There aren’t enough documentaries to cover all of the important figures in music, which is why An Hour For… is a great show. It’s a space where passionate fans pull together homages to historical careers in music, and this one hosted by Deirdre Canavan is one dedicated to Delia Derbyshire. She opens with some of Derbyshire’s more famous songs like ‘Dance from ‘Noah’’ (sampled in that Bruce tune) and, of course, the Doctor Who theme song, before then moving into her more experimental back catalogue. Canavan also includes songs from artists who were similarly as influential and overlooked as Derbyshire like Wendy Carlos, to name just one example.

k means’ recent FACT mix has been rightly adored by many but did anyone stop to think why on earth there’s a sudden cry of “Mama!” in the middle of it? If you’d listened to this game special on her Instant Yum show you’d understand, since it comes in alongside a heap of others all taken from Banjo Kazooie. Video games have had a huge influence on k means’ music taste who as a child would play video game scores at piano concerts instead of traditional classical pieces. Nobuo Uematsu’s piano version of Final Fantasy’s battle theme, for example, comes on towards the middle of this show and you can imagine a young k means playing it before a chin-stroking audience, wondering which Debussy piece this was they’d slept on.

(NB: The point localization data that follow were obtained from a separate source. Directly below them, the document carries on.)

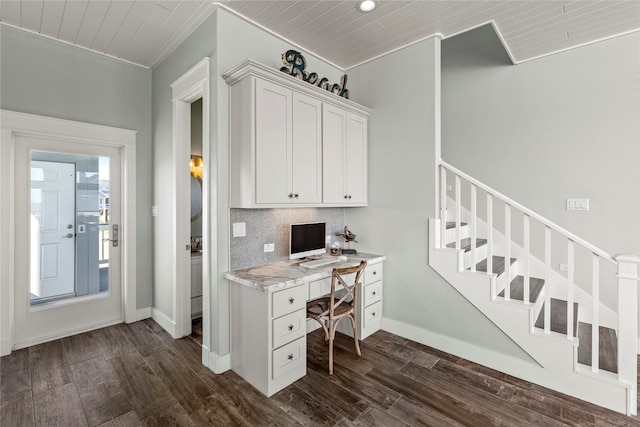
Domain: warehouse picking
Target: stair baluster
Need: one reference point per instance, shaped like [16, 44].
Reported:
[547, 294]
[595, 323]
[489, 233]
[473, 224]
[570, 288]
[566, 292]
[527, 262]
[507, 253]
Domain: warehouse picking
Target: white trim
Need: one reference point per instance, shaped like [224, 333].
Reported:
[16, 123]
[135, 64]
[164, 321]
[216, 363]
[143, 313]
[192, 85]
[67, 333]
[566, 49]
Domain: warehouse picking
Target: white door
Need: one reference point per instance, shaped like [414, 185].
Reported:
[68, 250]
[52, 223]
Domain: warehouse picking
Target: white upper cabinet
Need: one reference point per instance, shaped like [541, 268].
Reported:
[344, 157]
[293, 144]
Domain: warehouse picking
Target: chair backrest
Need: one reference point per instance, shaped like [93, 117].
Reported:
[350, 289]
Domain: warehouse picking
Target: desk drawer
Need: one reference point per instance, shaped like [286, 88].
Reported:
[289, 357]
[372, 315]
[372, 293]
[289, 327]
[373, 273]
[288, 300]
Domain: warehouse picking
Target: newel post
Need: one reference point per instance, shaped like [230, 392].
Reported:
[628, 325]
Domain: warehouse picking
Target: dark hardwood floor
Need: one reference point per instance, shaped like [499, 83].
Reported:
[129, 375]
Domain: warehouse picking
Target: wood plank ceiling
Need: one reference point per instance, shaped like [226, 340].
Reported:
[144, 32]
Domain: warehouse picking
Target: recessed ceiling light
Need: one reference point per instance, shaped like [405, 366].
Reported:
[367, 5]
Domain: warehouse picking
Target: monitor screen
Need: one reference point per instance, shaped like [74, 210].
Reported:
[306, 240]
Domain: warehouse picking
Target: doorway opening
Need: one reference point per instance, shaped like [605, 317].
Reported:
[196, 171]
[69, 226]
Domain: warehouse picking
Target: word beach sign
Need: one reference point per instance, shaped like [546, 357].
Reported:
[295, 64]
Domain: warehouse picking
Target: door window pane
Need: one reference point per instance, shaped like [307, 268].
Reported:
[69, 226]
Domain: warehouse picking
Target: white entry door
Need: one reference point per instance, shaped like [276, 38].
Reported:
[52, 223]
[68, 257]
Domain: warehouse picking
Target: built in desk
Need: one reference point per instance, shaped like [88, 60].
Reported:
[268, 316]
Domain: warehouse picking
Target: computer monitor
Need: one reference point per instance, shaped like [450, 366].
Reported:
[307, 240]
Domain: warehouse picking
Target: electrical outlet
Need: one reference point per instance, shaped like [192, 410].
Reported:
[239, 229]
[577, 204]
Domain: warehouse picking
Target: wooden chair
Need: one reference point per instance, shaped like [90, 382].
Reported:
[329, 311]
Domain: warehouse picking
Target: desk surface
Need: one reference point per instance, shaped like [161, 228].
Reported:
[286, 274]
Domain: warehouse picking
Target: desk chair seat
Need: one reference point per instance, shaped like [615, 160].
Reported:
[341, 303]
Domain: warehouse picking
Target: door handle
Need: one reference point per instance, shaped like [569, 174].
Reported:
[113, 241]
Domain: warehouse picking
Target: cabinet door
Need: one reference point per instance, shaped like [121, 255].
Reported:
[306, 150]
[334, 132]
[356, 159]
[273, 142]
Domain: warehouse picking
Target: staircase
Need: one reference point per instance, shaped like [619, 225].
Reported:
[562, 300]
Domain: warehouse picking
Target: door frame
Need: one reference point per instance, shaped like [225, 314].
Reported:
[15, 123]
[191, 86]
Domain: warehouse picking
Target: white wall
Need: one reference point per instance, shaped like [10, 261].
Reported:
[49, 78]
[403, 91]
[228, 40]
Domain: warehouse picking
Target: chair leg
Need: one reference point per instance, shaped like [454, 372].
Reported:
[355, 335]
[332, 334]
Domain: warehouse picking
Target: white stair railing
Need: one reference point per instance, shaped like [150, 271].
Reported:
[626, 267]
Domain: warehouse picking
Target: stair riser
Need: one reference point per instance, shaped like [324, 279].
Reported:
[450, 234]
[481, 253]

“If you think it’s nice, buy a slice,” laughs Dan Davies as he flips over Dubkasm’s ‘Enter The Gates’ to finish playing the entirety of the record. It’s the opening show for RWDFWD’s All Day Takeover and Davies picks favourites from his shop which he runs with Alex Digard, giving each one its time to shine. As well as playing tunes all the way through, he gives short intros and stories that bring context to the music. Just like the blurbs on their website, it connects listener with music in a way that’s genuine and down-to-earth.

Have you ever heard the verb, to chunt? I hadn’t either. It means to ramble or mutter nonsensically. Embracing this wholeheartedly are the people of Chunt FM and Palanga Street Radio who put community at the forefront of their radio and showcase a rugged and punk approach to the medium. Mavros Skylos’ Smokes Let’s Go show is a fine display of this, rattling through country music, dub, miami bass and hip hop while coughing and singing along over the occasional squeal of microphone feedback.